It had been a good while since Mary felt the flutter of joy in her breast. This warm hand in hers was precious flesh. It had been an arduous journey from Jerusalem across the scorching desert to reach the oasis. Many wanted to follow her, but Mary insisted that families should not be uprooted and sent to an uncertain fate. At her final meal with her flock, she hugged each member and wept with them, and before dawn on the Jewish Sabbath day, she bade farewell to her homeland. Only Quintus and two other stalwarts accompanied her, and truth be told, there was nothing Mary could have said or done to keep the faithful Quintus from her side. Mile after grueling mile, Mary rocked on the swayback of her mule and felt her life force draining, and she was sure that death would come to her in Egypt, the ancient land of pharaohs that Moses had fled. But the melancholy that befell her on the journey was at once washed away by the cold, clean, anointing water that was this woman, Leah.
“You and I are much alike,” Mary said, her voice strengthening. “We have both lost loved ones to the wickedness of Rome. We both had the fortitude to take our places at the head of the table. We are truly sisters in Christ. There is no time to waste. In the morning, I would begin my account of my life in the service of Jesus of Nazareth.”
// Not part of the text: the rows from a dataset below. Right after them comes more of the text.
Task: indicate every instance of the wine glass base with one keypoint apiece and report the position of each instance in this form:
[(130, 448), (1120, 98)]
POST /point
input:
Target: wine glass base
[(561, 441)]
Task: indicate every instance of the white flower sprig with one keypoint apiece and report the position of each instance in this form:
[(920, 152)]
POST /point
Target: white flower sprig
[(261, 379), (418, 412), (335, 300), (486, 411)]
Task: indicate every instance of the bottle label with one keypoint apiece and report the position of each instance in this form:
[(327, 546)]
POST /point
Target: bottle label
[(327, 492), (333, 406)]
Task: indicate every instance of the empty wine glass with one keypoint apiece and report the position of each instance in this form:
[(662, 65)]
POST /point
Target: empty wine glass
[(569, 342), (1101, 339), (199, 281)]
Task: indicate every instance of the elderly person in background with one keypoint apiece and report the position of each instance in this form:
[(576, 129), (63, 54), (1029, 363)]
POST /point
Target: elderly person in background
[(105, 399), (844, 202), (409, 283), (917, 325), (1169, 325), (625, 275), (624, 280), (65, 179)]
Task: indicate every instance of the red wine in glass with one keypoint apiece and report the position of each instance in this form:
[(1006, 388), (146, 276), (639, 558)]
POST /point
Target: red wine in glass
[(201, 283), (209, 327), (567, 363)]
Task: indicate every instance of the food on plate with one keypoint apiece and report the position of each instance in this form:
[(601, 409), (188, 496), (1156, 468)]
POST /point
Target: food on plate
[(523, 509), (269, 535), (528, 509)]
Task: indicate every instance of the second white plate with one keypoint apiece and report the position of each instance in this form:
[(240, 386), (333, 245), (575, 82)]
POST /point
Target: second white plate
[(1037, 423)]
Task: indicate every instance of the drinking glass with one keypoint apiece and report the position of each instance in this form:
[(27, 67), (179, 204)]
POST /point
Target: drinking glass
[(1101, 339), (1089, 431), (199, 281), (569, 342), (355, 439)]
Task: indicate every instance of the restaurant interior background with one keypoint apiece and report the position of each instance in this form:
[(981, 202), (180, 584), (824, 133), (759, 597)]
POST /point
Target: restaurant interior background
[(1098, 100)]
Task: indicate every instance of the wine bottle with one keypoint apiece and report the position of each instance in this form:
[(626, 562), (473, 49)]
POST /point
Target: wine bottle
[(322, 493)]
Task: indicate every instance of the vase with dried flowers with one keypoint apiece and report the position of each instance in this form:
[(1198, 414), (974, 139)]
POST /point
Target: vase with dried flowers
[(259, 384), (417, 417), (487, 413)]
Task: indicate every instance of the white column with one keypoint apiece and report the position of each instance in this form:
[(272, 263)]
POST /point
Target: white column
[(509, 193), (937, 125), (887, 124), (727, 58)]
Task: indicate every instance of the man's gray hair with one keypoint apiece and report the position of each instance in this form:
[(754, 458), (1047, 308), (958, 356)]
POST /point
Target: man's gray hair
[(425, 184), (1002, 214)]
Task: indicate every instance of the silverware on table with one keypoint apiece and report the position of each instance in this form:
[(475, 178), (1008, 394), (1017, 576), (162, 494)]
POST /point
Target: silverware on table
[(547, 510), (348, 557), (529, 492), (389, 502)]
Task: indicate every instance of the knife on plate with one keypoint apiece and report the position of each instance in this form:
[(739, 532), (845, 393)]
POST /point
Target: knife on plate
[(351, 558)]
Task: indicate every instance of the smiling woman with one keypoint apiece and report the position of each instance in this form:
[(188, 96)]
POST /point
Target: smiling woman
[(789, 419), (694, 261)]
Leah said, “I will listen in rapt attention, Blessed Matriarch. We have papyrus, and we have ink. Isaiah will be your scribe. He can write in Greek, the language of the world, for Christians everywhere need to know about you and your acts. In the years to come, they will sing the praises of the three pillars of our faith—Jesus Christ, our Lord and Savior, Simon Peter, the rock upon which the Church was built, and Mary of Magdala, the mother of the Church.” She let go of Mary’s hand and clasped hers together in prayer. “We shall call your story the Gospel of Mary.”
2
The present
Although most of the passengers on Delta flight 124 from Boston to Rome were American, Portuguese was the language that ruled the roost that night.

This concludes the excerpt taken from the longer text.